Jordan Tama
Nonresident Senior Fellow, Public Opinion and Foreign Policy
About Jordan Tama
Jordan Tama is a nonresident senior fellow of public opinion and foreign policy at the Chicago Council on Global Affairs. He’s an associate professor at the School of International Service at American University. He’s also a co-director of Bridging the Gap.

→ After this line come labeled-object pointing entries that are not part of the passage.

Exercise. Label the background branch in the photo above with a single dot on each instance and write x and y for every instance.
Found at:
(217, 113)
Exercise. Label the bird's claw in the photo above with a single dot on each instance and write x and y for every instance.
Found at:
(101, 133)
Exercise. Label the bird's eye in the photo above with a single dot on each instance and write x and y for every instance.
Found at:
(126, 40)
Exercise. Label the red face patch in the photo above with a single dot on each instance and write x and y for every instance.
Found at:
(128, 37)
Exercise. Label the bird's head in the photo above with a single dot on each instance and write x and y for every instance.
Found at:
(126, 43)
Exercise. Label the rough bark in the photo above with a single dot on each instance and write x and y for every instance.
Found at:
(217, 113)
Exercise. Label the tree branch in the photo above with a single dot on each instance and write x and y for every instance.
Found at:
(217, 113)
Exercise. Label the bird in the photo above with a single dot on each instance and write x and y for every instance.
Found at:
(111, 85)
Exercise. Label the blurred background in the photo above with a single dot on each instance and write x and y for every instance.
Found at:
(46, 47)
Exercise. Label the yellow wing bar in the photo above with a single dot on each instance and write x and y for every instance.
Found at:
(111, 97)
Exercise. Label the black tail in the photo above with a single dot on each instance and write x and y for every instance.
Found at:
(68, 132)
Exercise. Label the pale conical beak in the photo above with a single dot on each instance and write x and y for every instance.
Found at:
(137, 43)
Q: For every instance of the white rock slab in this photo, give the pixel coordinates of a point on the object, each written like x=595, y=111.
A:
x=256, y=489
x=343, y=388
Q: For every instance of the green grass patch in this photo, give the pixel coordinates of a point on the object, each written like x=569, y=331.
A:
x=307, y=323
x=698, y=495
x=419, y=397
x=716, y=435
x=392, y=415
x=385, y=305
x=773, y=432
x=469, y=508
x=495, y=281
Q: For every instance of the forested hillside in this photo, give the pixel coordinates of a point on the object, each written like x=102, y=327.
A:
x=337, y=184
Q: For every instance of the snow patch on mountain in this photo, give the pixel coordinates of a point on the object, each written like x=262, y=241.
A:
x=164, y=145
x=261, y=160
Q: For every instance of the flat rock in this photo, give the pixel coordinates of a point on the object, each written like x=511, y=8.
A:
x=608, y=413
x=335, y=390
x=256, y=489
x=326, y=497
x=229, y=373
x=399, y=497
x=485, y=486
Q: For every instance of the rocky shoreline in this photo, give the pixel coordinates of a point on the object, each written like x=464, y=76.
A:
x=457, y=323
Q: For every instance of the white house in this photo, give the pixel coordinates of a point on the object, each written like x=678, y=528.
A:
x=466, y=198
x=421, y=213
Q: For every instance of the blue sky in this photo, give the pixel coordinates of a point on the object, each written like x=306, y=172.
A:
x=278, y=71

Tama’s research examines the politics and process of US foreign policy, including public and elite opinion, the role of Congress, partisan polarization and bipartisanship, the use of economic sanctions, national security strategic planning, and the value of independent commissions. His publications include three books: Rivals for Power: Presidential-Congressional Relations, Sixth Edition (co-edited with James A. Thurber); Terrorism and National Security Reform: How Commissions Can Drive Change During Crises; and A Creative Tension: The Foreign Policy Roles of the President and Congress (co-authored with Lee H. Hamilton). He has also authored numerous journal articles, book chapters, policy reports, and articles in major newspapers and policy magazines. He is currently working on a book entitled Bipartisanship in a Polarized Age: When Democrats and Republicans Cooperate on US Foreign Policy.

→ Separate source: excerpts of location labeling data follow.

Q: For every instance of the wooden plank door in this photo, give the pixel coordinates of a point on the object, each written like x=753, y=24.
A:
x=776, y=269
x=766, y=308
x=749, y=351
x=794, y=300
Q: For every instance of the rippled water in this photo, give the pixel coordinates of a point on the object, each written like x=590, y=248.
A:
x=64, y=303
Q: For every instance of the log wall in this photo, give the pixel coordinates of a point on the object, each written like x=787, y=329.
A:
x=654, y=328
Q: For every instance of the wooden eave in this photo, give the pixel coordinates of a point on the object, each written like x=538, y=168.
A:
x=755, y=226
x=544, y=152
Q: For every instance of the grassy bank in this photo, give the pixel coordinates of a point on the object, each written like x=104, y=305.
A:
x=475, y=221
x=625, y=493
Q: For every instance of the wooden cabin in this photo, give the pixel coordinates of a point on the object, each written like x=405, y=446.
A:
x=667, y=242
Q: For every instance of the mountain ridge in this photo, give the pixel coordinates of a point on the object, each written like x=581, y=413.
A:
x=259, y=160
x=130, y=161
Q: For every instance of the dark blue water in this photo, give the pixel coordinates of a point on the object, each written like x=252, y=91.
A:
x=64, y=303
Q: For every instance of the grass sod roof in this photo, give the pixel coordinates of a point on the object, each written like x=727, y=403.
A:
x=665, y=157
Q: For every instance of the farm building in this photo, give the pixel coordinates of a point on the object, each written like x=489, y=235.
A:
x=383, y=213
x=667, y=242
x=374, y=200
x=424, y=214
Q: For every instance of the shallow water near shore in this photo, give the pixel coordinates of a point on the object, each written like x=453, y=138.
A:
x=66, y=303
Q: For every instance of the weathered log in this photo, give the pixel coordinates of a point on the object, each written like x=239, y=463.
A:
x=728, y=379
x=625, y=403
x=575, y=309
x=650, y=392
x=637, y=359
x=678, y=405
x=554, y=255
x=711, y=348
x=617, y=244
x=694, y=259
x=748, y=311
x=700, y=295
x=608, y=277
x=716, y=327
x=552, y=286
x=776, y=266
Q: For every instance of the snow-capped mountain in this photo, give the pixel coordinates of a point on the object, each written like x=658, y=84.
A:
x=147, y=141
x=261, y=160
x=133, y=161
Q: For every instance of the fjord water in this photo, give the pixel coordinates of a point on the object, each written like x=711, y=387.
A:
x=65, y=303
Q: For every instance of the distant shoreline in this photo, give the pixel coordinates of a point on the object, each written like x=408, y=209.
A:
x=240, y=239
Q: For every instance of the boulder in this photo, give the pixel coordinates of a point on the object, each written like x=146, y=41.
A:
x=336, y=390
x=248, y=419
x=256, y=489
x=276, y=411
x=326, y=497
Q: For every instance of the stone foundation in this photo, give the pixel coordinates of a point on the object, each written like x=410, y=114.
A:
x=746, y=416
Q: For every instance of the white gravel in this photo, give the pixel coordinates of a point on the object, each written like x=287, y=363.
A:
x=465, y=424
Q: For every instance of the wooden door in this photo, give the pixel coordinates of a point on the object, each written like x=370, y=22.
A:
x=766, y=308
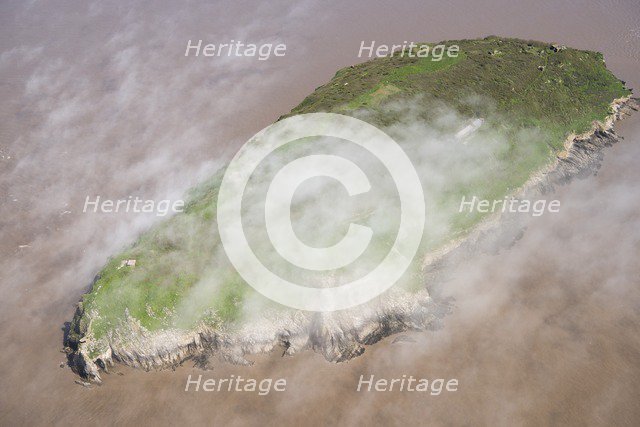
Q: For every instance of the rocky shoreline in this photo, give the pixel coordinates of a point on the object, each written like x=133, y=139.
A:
x=338, y=336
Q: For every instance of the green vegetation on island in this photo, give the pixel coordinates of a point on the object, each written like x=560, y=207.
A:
x=520, y=87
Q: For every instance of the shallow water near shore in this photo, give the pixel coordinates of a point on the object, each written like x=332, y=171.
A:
x=543, y=333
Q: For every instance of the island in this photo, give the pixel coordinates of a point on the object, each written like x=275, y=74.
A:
x=507, y=117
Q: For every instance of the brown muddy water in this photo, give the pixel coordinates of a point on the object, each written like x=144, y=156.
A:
x=99, y=99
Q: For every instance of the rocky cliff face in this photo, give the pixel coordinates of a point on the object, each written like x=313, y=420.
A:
x=338, y=336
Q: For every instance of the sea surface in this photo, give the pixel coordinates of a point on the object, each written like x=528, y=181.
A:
x=99, y=99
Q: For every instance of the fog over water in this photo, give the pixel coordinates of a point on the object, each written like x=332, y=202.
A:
x=99, y=99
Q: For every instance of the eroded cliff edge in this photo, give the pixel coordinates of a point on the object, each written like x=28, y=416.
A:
x=342, y=335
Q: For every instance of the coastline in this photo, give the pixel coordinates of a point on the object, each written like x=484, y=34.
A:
x=337, y=336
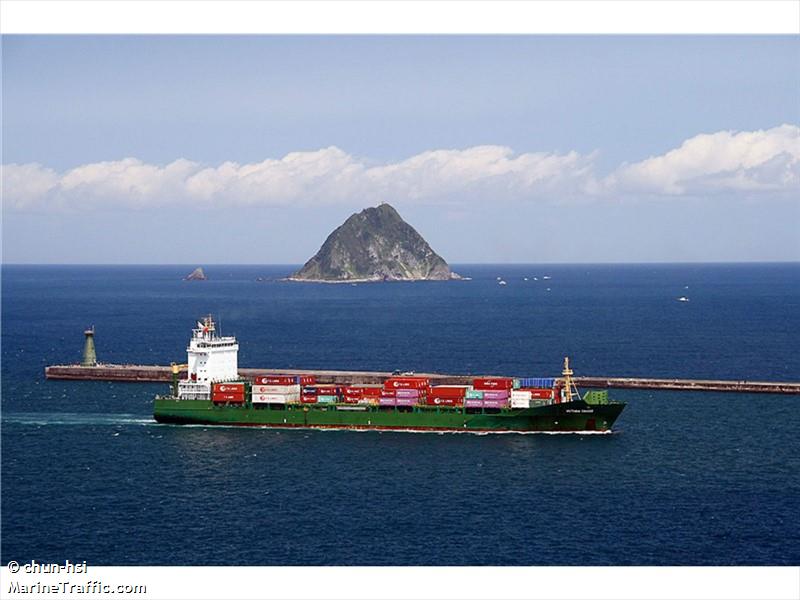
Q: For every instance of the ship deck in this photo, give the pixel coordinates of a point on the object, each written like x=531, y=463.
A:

Tama’s work has been supported by the American Political Science Association, Carnegie Corporation of New York, Carnegie Endowment for International Peace, IBM Center for the Business of Government, Lynde and Harry Bradley Foundation, Raymond Frankel Foundation, Social Science Research Council, and Woodrow Wilson Center. He has been selected as a Term Member of the Council on Foreign Relations and a Fellow of the Truman National Security Project.
Tama has served as a fellow on the Tom Lantos Human Rights Commission in the US House of Representatives, a foreign policy speechwriter to former US Representative Lee Hamilton, and a counterterrorism and intelligence policy adviser on Barack Obama’s first presidential campaign.
Tama received a B.A. in History from Williams College, and received an M.A. and Ph.D. from the Princeton School of Public and International Affairs.